Forestlands surrounding Payson, and throughout central, northern, and eastern Arizona, serve as the backdrop to the legend of the Mogollon Monster—described as a large, bipedal, ape-like creature with a pungent smell, similar to Bigfoot. The legend came to local prominence in 1947 when a "big, hairy beast" raided a Boy Scout camp near Tonto Creek.

==Public services==

===Education===
The town is served by the Payson Unified School District.

A branch of Gila Community College is located in Payson.

===Police department===
The Payson Police Department serves both the Town of Payson and Town of Star Valley. As of 2022, the department is authorized to staff 32 sworn officers which includes the chief, lieutenant, five sergeants, four detectives, two school resource officers, two specialty positions (GIITEM and Traffic), and patrol.
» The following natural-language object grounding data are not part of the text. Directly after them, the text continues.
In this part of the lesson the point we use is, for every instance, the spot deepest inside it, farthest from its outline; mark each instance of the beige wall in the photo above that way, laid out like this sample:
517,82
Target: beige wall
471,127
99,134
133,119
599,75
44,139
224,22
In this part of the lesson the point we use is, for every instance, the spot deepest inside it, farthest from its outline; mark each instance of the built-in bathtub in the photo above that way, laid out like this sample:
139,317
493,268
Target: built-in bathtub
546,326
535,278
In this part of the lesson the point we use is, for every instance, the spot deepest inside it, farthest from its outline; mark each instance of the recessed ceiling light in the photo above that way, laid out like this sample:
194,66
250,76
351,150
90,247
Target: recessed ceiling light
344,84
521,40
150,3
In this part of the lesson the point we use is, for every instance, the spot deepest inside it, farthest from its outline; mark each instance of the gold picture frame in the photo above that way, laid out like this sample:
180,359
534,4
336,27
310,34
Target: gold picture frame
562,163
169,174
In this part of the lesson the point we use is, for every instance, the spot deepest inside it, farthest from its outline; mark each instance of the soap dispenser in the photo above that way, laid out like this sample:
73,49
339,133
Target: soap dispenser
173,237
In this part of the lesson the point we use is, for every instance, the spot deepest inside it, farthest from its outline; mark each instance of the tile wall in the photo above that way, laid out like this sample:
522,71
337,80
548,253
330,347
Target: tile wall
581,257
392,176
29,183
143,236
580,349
In 2021, officers responded to more than 16,000 calls for service.

The police department also staffs a 24/7 dispatch center that is the primary public safety answering point (PSAP) for northern Gila County. In addition to dispatching for Payson PD, they also dispatch for the Town of Payson Fire Department, Hellsgate Fire District, Pine/Strawberry Fire District, Christopher Kohls Fire District, Waterwheel Fire District, and Gisela Valley Fire District.

==Transportation==

The Payson Senior Center operates the Beeline Bus, which provides local bus service to Payson, Star Valley, and Mesa del Caballo.